Ils sont aussi une manière de nous rappeler fermement qu’une même image pose différents types de problèmes, dès lors que l’on fait porter l’accent de l’analyse sur tel ou tel aspect de cette image. Pourquoi est-on ici au-delà de la simple évidence ? Parce que ce sont des problèmes de conditions esthétiques différentes qui peuvent être soulevés et constitués par l’analyse. Des problèmes qui, par exemple, ne prennent leur sens que dans le cadre restreint de l’esthétique particulière d’un auteur. Des problèmes qui, au contraire, prennent leur sens lorsqu’on restitue les choix stylistiques d’un auteur dans le cadre plus général du langage cinématographique et de l’esthétique du cinéma. Or, dès lors que l’on s’intéresse à la relation qui s’établit entre les situations entre deux personnes et les manières de les donner à voir, deux grands niveaux problématiques paraissent pouvoir être distingués, intéressants aussi parce qu’ils semblent se situer aux antipodes dans le travail de problématisation.

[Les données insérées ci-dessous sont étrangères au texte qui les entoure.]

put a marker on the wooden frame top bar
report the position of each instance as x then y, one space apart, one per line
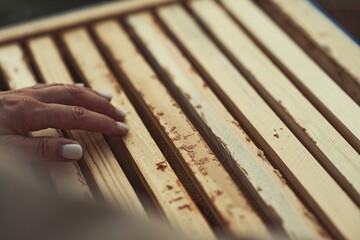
76 17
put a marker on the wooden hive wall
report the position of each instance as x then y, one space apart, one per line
235 128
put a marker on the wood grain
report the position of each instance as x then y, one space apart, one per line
220 192
66 177
339 109
271 192
322 39
332 205
109 177
337 155
162 183
82 16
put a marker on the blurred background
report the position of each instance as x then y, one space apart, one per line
345 12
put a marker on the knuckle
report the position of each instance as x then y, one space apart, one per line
39 86
14 102
28 103
42 147
74 90
79 112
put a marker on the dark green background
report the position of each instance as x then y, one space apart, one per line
346 12
14 11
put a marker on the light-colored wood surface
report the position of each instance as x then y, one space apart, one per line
108 176
162 183
67 177
221 193
336 155
335 104
330 202
277 196
332 49
64 20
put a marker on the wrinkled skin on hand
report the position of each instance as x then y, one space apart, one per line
59 106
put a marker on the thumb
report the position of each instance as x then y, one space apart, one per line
48 148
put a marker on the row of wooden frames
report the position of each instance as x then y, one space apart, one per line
244 115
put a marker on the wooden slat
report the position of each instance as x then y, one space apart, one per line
315 84
331 204
325 42
337 155
64 20
63 174
109 177
66 177
161 182
277 196
212 180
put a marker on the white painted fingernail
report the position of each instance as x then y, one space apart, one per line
80 84
72 151
108 96
121 112
122 126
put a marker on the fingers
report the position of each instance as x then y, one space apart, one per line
72 117
75 95
47 148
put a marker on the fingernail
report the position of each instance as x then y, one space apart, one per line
120 112
80 84
72 151
108 96
122 126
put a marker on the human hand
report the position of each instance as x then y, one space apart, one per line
57 106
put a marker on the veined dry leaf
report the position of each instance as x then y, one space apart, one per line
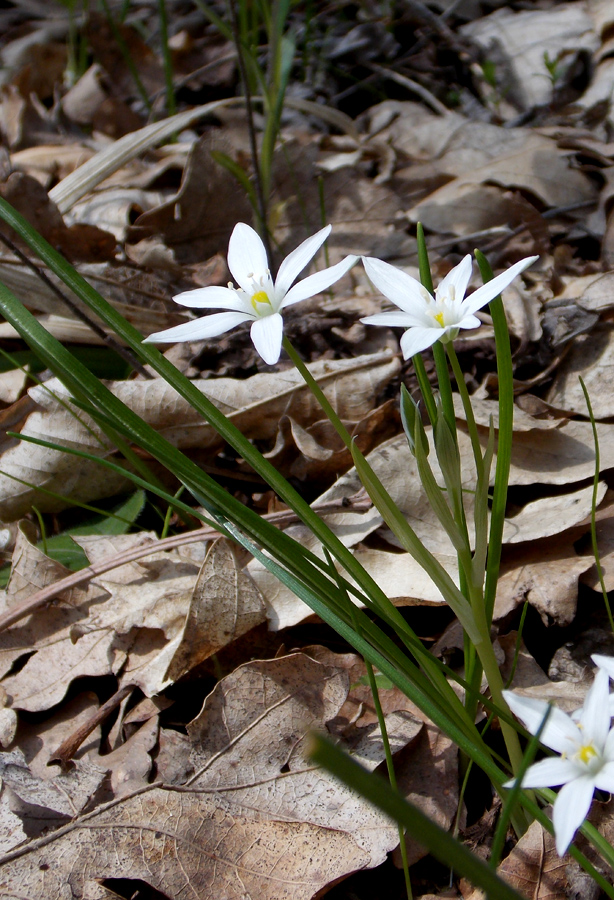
485 411
592 357
544 572
533 867
472 152
213 847
426 768
249 744
225 604
255 405
132 621
257 818
518 40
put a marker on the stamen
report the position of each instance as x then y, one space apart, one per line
586 753
260 297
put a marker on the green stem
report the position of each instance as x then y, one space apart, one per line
594 505
464 394
391 773
505 375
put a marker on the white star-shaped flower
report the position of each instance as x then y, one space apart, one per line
259 298
587 754
429 319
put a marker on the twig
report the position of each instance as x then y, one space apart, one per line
69 747
108 339
32 603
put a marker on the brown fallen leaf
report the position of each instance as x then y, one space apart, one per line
182 841
517 42
185 221
533 868
255 817
546 573
79 241
592 357
249 743
225 604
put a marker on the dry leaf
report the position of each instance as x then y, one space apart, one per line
256 818
517 41
225 604
592 357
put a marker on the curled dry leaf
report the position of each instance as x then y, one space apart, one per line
519 41
533 867
591 356
255 818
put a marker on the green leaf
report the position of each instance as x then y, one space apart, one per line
120 519
440 843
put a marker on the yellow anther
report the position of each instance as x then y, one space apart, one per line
260 297
586 753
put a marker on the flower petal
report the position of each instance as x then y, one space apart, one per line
595 717
394 319
550 772
404 291
199 329
295 262
266 333
212 298
493 288
415 340
458 278
318 282
570 809
246 257
560 734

À un premier niveau, le travail de problématisation analytique consiste à s’immerger au cœur de la relation qui s’établit entre une situation entre deux personnes et la manière dont elle est montrée. En ce sens, la problématisation peut être dite immanente, parce qu’elle n’entend s’appuyer sur rien d’autre au départ que sur la nature et la description de la relation. Bien entendu, il ne saurait s’agir de s’intéresser par le menu à toutes les séquences entre deux personnes et à la relation particulière qui chaque fois se tisse entre la situation entre deux personnes et le mode de filmage. Mais afin de donner un maximum d’écho aux problèmes rencontrés, il s’agira de s’intéresser à des enjeux cruciaux et dominants dans l’esthétique des films de la quatrième période.
Au second niveau, le travail de problématisation inscrit d’emblée la réflexion dans un cadre esthétique plus large. Il consiste à prendre acte de la particularité de certains choix de représentation dont peuvent faire preuve les films de la quatrième période lorsqu’il s’agit de donner à voir une situation entre deux personnes aussi banale qu’une conversation. Mais il consiste simultanément à constater que ces choix de représentation paraissent venir s’inscrire en concurrence d’une figure reine du langage cinématographique – le champ-contrechamp – pour montrer alors tout ce que ces choix de représentation peuvent avoir de singulier sur le plan représentationnel. La signification naît d’abord ici de la confrontation. De la sorte, on peut dire que la problématisation est ici transcendante, parce qu’elle inscrit la réflexion dans un cadre qui excède pour bonne part les scènes analysées.
Ces deux grands niveaux de problématisation constituent, chacun à leur tour, la matière des lignes qui suivent. Mais l’horizon d’un travail de problématisation à partir des solutions filmiques qui se présentent à l’analyse est nécessairement celui du sens – fût-il suspendu selon la fameuse formule de Roland Barthes 361 . Il s’agit pourtant moins pour l’analyste de rendre compte du sens que de s’engager dans la voie du sens, en se demandant « comment » une image « s’y prend […] pour délivrer son sens. » 362 L’exigence de l’analyse, si elle est, presque fatalement, de se risquer en dernière instance sur la voie de l’herméneutique en posant la question du « pourquoi » 363 , est d’abord de prendre position sur le « comment » se fabrique et se transmet le sens. C’est la raison pour laquelle l’optique des lignes qui suivent sera beaucoup moins de dire le sens que de repérer comment se négocie le sens entre le dramatique et le filmique à travers la question du « donner à voir » quand elle s’enracine dans la monstration de situations entre deux personnes.
Roland Barthes, Le Grain de la voix, Entretiens (1962-1980), Paris, Seuil, coll. « Points essais », 1981, p. 27.
Jacques Aumont, op. cit., p. 246.
Par exemple, Laurent Jullier fragmente et distribue le travail analytique selon trois grands ordres de questions : « quoi ? », « comment ? », « pourquoi ? » Cf. Laurent Jullier, L’Analyse de séquences, op. cit., p. 8.